MetaPhat considerably cuts down the computational demands of comprehensive subset testing. With K traits, there are 2K-1 non-empty subsets that have quickly become infeasible to systematically assess, while MetaPhat only considers about K2 models. For example, in our example with K = 21 traits, the gain in performance is about 4,700-fold compared to the complete subset testing. To further increase performance and usability, we have implemented flexibility for multi-thread processing to enable high performance and memory efficiency. On a moderate Google cloud image (16 vCPUs, 8 GB), the complete MetaPhat workflow for our lipidomics analysis, containing 21 lipids and 8.5 million SNPs, was completed in less than 2.5 h (143 min). Using 10 processors and 9 gigabytes of memory, the GLGC job with the four basic lipids and 2.4 million imputed SNPs completed in 24 min. MetaPhat also allows decomposition and plotting of custom SNPs. For example, the custom analysis of the 13 GLGC variants associated with three or more traits, shown in Table 4, was run again on existing GLGC MetaPhat results, and decomposition and plotting took only 2 min. We note that the run time could be longer on shared servers but also substantially shorter using more powerful dedicated cloud images.
Discussion
It is expected that a particular genetic variant may affect only a subset of related biomarkers that are risk factors of complex disorders, such as T2D or coronary heart disease. We implemented MetaPhat to systematically decompose and visualize statistically significant multivariate genome-phenome associations into a smaller group of central traits, based only on univariate GWAS summary statistics. We are not aware of comparable software to MetaPhat that would automatically carry out multivariate GWAS and identify central traits for the associations from summary statistics. ASSET (Bhattacharjee et al., 2012) aims to find the best trait subsets within a pool of multiple studies and has been applied particularly for case-control studies. MTAG (Turley et al., 2018) can be applied to GWAS results of multiple related traits and overlapping samples, but its aim is to improve the accuracy of the univariate effect sizes by using the information from correlated traits rather than decomposing the multivariate association to individual traits.

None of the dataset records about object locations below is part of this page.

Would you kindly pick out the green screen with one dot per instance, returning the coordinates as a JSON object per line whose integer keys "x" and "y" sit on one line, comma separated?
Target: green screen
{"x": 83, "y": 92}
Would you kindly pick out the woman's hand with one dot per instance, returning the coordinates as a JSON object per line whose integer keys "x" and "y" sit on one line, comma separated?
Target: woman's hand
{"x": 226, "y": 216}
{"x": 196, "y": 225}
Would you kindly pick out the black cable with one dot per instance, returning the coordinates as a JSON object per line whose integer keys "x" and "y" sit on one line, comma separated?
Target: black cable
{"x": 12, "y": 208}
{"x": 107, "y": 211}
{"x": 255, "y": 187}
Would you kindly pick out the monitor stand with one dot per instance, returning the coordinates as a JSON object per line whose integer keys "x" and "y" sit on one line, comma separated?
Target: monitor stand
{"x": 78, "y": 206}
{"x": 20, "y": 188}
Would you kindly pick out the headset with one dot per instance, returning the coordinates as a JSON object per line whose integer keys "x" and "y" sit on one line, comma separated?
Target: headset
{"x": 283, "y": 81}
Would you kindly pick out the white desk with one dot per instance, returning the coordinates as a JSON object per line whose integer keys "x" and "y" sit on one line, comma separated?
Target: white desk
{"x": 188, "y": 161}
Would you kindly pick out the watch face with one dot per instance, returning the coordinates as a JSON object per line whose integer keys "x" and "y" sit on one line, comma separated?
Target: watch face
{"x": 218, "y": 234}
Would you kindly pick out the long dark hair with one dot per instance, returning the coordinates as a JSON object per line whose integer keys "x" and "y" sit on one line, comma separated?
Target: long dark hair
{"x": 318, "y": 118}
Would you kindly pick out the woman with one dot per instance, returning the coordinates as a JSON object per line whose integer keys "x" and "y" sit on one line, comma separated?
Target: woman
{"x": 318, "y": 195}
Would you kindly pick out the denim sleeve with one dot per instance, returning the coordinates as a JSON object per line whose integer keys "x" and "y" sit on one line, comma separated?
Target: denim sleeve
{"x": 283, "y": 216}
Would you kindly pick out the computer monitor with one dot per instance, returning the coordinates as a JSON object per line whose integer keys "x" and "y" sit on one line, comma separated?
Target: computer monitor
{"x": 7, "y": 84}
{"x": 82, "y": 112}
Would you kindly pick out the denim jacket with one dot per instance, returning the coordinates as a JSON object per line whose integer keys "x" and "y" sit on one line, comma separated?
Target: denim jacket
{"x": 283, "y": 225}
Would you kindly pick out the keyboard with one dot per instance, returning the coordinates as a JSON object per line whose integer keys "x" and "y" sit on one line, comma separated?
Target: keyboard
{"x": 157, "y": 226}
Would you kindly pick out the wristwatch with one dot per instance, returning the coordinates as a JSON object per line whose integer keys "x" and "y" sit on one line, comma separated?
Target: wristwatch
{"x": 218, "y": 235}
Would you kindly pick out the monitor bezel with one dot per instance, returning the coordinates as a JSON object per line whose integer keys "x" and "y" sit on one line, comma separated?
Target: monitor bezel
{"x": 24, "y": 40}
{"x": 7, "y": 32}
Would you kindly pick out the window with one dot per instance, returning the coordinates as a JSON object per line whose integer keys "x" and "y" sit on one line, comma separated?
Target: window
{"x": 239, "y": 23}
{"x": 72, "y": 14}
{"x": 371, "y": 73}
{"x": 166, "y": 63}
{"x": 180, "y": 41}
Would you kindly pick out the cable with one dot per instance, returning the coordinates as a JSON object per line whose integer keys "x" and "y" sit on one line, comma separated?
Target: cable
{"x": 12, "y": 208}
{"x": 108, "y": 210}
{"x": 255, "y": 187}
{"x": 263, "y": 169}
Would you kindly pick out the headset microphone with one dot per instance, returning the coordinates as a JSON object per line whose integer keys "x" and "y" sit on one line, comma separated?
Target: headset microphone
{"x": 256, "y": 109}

In our results from an analysis of 21 lipidomics traits, we demonstrated that the APOE association (rs7412) benefited from multivariate testing (driven by CE14 and PCO23 traits), as the univariate P-value was insignificant (P > 1e-4) across all 21 GWAS traits (shown in Supplementary Figure S3.6), but multivariate P-value was low (P < 5e-13). This variant is known to have a strong effect on LDL, and Table 2 shows that CE14 has the highest correlation with LDL (0.464). The other two central traits of this variant, PCO23 and PC36, did not have any correlation to basic lipids larger than 0.20 in absolute magnitude.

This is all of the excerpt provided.